Siemens-Aktie notiert wieder in der Naehe des Fruehjahrshochs Von Arnd Wolpers*

16.07.1993

Die seit Anfang Juli laufende Boersen-Ralley hat sich auch auf die Siemens-Papiere positiv ausgewirkt. Die Aktie notiert jetzt wieder in der Naehe des Fruehjahrshochs von 660 Mark. Betrachtet man die Gewinnschaetzungen fuer das laufende Geschaeftsjahr, die im Schnitt etwa bei 40 Mark liegen, so errechnet sich ein Kurs- Gewinn- Verhaeltnis von 16. Vor diesem Hintergrund draengt sich ein Siemens- Engagement nicht auf. Setzt sich die Liquiditaetshausse am deutschen Aktienmarkt allerdings fort, wird auch Siemens als marktbreiter, vom Ausland favorisierter Anlagewert weiter steigen.

Trotz niedrigerer Kapazitaetsauslastung und einem sinkenden Ergebnis vor Steuern wird 1992/93 der Ertrag nach Steuern nicht schlechter ausfallen als im Vorjahr. Die volle Eingliederung von SNI fuehrt zu einem geringeren Steueraufwand, so dass der Nettogewinn gehalten werden kann. Das schwaechere Zinsergebnis auf der einen Seite wird durch ein hoeheres Finanzresultat ausgeglichen.

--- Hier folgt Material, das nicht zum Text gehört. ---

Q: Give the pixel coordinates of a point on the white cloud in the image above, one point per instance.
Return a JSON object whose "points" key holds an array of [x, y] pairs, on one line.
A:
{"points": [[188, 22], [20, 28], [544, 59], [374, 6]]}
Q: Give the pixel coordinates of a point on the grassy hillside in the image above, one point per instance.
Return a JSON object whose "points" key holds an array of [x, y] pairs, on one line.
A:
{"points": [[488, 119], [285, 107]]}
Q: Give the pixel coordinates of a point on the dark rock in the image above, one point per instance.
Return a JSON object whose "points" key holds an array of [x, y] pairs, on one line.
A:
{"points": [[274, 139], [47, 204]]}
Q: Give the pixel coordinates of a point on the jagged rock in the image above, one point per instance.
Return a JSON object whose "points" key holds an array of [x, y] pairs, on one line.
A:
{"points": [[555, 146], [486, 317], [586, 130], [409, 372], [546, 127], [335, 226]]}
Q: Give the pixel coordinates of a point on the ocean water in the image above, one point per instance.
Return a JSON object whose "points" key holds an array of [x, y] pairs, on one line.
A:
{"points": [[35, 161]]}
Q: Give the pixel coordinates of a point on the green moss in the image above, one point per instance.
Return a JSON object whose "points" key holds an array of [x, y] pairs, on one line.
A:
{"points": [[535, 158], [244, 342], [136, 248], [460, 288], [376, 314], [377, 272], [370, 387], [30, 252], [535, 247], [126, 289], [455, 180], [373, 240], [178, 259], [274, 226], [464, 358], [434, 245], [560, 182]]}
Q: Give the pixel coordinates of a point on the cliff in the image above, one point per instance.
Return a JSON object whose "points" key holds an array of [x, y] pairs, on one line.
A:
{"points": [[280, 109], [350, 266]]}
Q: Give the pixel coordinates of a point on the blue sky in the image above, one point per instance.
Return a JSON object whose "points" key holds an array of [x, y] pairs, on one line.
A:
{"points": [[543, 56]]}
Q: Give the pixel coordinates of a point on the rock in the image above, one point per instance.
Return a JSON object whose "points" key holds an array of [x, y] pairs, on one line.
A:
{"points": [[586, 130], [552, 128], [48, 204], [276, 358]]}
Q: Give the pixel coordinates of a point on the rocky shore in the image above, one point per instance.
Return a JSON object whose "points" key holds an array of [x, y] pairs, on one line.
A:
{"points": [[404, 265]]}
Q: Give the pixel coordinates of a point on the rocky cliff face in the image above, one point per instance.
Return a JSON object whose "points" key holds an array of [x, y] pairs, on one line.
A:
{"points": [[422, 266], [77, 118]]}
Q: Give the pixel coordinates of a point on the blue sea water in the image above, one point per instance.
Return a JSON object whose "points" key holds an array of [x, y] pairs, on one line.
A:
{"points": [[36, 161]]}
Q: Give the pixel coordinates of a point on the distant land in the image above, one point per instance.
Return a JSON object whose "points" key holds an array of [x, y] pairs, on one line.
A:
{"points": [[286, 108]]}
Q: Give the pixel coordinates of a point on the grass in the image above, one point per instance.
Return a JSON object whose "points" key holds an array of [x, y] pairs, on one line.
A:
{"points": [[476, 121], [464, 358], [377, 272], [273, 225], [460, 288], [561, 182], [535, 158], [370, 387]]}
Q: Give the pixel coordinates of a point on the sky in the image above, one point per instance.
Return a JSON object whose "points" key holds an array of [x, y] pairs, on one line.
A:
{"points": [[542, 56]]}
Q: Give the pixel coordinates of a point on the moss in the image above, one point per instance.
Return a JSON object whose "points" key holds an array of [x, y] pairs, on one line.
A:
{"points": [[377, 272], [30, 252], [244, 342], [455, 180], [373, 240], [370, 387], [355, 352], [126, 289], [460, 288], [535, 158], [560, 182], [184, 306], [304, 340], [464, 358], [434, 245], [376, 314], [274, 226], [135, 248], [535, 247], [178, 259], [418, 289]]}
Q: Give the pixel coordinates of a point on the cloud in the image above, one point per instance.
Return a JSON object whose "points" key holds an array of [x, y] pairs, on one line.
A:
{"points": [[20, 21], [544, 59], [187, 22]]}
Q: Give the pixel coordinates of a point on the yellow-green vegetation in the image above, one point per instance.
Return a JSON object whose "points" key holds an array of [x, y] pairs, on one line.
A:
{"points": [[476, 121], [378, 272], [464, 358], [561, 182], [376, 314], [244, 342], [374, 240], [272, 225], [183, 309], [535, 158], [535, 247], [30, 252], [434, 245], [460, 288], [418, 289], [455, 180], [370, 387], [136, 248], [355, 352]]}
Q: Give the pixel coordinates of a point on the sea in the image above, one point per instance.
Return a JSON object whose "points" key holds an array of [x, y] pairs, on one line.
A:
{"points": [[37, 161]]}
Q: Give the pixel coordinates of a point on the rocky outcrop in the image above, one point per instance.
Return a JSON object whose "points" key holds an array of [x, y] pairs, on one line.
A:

Im Zusammenhang mit dem Zinsergebnis wird es am Geschaeftsjahresende erheblichen Erklaerungsbedarf geben. Siemens wird die Finanzbuchhaltung fuer das laufende Geschaeftsjahr erstmals vom Gesamtkostenverfahren (Bruttoverfahren) auf das Umsatzkostenverfahren (Nettoverfahren) umstellen.

Im vergangen Geschaeftsjahr wurde mit den liquiden Mitteln von netto 20,1 Milliarden Mark ein Zinsertrag von 1,8 Milliarden Mark vor Steuern erwirtschaftet. Dieser Ertragsblock machte 58 Prozent des gesamten Konzerngewinnes vor Steuern von 3,2 Milliarden Mark aus. 14,8 Milliarden Mark der liquiden Mittel sind Pensionsrueckstellungen.

Um das Finanzergebnis des Konzerns dem von auslaendischen Wettbewerbern vergleichbar zu machen, wechselt das Unternehmen auf den internationalen Berichtsstandard. Internationale Konkurrenten lassen die betriebliche Altersversorgung ueber ausgegliederte Pensionsfonds laufen. Dem soll bei Siemens Rechnung getragen werden. Das Zinsergebnis 1992/93 wird um einen rechnerischen Zinsfuss von sechs Prozent auf die Pensionsrueckstellungen von knapp 15 Milliarden Mark bereinigt. Im Klartext bedeutet dies, dass der Zinsertrag vor Steuern optisch um 900 Millionen Mark sinkt. Dafuer wird das Personalergebnis um den rechnerischen Zinsfuss auf die Pensionsrueckstellungen entlastet. Hier wurde der Aufwand in der Vergangenheit gebucht.

Der Wechsel vom Brutto- zum Nettoverfahren zeigt, dass die Siemens AG auf eine international akzeptierte Berichtspolitik umschwenkt. Auch wenn das Unternehmen im Gegensatz zu Daimler-Benz keinen Gang an die Wall Street anstrebt, ist dies ein bemerkenswerter Vorgang. Wer als Global player mitspielen will, kann auf Dauer seine Eigenkapitalbasis nicht nur am vergleichsweise kleinen deutschen Aktienmarkt finden. Mit der Umstellung der Bilanzierungsmethode alleine ist es jedoch nicht getan. Die Boersenzeitung vom 7. Juli 1993 fordert in einem Kommentar Siemens dazu auf, kuenftig auch Spartenergebnisse zu veroeffentlichen.